Associate Members

Colin Sterling

© Colin Sterling

My research focuses on critical-creative approaches to heritage, memory and museums. I am interested in how artists, designers, curators, architects, writers and other creative practitioners engage with museums and heritage as spaces of critical enquiry. My time at CARMAH formed part of a two-year research project  on these themes titled New Trajectories in Curatorial Experience Design (2019-2021). This research asks how emerging approaches to immersive and experiential design might contribute towards critical heritage thinking and practice. To this end, my time in Berlin was spent exploring various ‘immersive’ installations and exhibitions, and interviewing key practitioners in the city who produce such experiences.

From 2017 to 2019 I held a post-doctoral position on the AHRC Heritage Priority Area project, led by Rodney Harrison and based at the UCL Institute of Archaeology. My work on this project focused on the implications of posthumanist thinking and the Anthropocene for the heritage field. An edited volume on these themes is now forthcoming from Open Humanities Press titled Deterritorializing the Future: Heritage in, of and after the Anthropocene. This will be followed by a short book co-authored with Harrison provisionally titled Heritage in More-than-human Worlds. In May 2020 we also launched an international design and ideas competition called Reimagining Museums for Climate Action to help push forward speculative and creative thinking on these issues.

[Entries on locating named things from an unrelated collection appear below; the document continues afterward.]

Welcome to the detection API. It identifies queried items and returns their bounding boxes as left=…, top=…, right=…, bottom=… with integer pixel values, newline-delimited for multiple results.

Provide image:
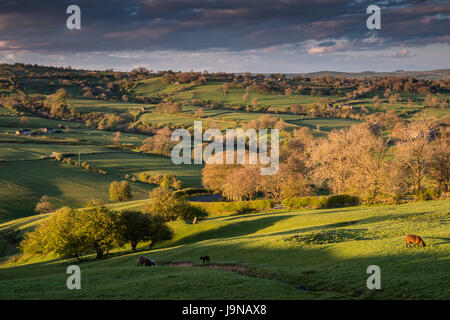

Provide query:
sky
left=0, top=0, right=450, bottom=73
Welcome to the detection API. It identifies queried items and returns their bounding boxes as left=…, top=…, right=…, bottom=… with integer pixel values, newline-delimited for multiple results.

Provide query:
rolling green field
left=134, top=78, right=340, bottom=108
left=0, top=200, right=450, bottom=299
left=0, top=143, right=111, bottom=161
left=79, top=152, right=203, bottom=187
left=68, top=98, right=148, bottom=115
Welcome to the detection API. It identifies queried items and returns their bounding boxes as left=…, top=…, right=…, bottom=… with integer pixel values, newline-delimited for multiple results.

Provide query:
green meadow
left=82, top=152, right=203, bottom=187
left=0, top=160, right=151, bottom=220
left=0, top=200, right=450, bottom=299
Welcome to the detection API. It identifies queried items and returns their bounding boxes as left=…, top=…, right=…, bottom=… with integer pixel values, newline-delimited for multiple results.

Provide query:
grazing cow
left=200, top=256, right=210, bottom=264
left=406, top=234, right=425, bottom=248
left=138, top=256, right=157, bottom=267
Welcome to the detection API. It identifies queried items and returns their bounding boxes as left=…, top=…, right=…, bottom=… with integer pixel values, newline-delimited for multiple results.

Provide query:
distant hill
left=289, top=69, right=450, bottom=80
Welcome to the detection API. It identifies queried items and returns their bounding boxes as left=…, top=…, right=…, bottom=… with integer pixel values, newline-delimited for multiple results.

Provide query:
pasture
left=0, top=200, right=450, bottom=299
left=78, top=152, right=203, bottom=187
left=0, top=160, right=151, bottom=221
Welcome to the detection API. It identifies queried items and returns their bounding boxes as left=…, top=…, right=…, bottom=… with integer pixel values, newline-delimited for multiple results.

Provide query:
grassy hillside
left=0, top=200, right=450, bottom=299
left=0, top=160, right=151, bottom=220
left=79, top=152, right=203, bottom=187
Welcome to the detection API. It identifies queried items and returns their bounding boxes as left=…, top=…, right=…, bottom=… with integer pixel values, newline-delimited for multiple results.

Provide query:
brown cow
left=406, top=234, right=425, bottom=248
left=138, top=256, right=157, bottom=267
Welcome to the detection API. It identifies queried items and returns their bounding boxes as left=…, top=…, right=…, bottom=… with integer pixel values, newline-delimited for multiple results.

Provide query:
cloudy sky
left=0, top=0, right=450, bottom=73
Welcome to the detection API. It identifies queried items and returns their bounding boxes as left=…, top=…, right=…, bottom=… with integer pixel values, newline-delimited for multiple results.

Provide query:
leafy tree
left=118, top=211, right=173, bottom=251
left=143, top=187, right=206, bottom=221
left=109, top=180, right=133, bottom=201
left=34, top=195, right=53, bottom=214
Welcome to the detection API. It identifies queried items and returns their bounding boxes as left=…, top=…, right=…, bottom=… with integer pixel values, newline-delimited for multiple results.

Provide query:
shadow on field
left=168, top=215, right=293, bottom=247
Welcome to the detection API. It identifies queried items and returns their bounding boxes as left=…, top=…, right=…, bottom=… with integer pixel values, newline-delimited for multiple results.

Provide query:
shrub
left=118, top=211, right=173, bottom=251
left=281, top=195, right=360, bottom=209
left=180, top=201, right=208, bottom=222
left=281, top=197, right=326, bottom=209
left=175, top=188, right=210, bottom=197
left=34, top=195, right=53, bottom=214
left=144, top=187, right=207, bottom=222
left=194, top=200, right=275, bottom=216
left=325, top=194, right=361, bottom=208
left=20, top=206, right=121, bottom=260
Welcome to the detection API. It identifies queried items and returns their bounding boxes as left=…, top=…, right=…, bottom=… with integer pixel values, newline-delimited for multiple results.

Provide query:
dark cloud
left=0, top=0, right=450, bottom=53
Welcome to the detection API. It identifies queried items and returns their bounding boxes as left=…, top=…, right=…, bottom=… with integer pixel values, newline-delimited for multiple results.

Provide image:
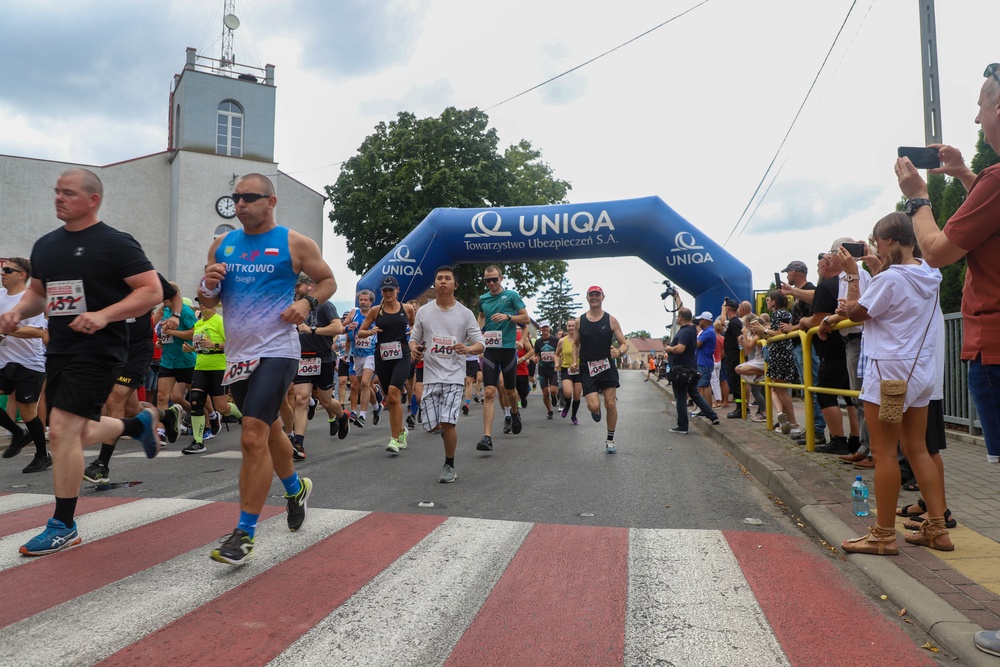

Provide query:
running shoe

As a Visiting Fellow at CARMAH I was able to spend some time thinking about how these two major research pathways intersect. This will be explored in a forthcoming book chapter: ‘Experiencing the Anthropocene: The Contested Heritage of Climate Breakdown’. I am now looking to develop further research related to memory, museums and climate action, as viewed through the lens of critical heritage and the posthumanities.

Across all of this work I maintain a close connection to heritage and museums practice. This builds on my time as a heritage consultant specialising in curatorial planning, audience research and interpretation, and as a Project Curator at the Royal Institute of British Architects. My first book, Heritage, Photography, and the Affective Past, draws together this applied experience with original archival and ethnographic research undertaken as part of my PhD.

I am grateful to the Arts and Humanities Research Council for sponsoring my research time in Berlin.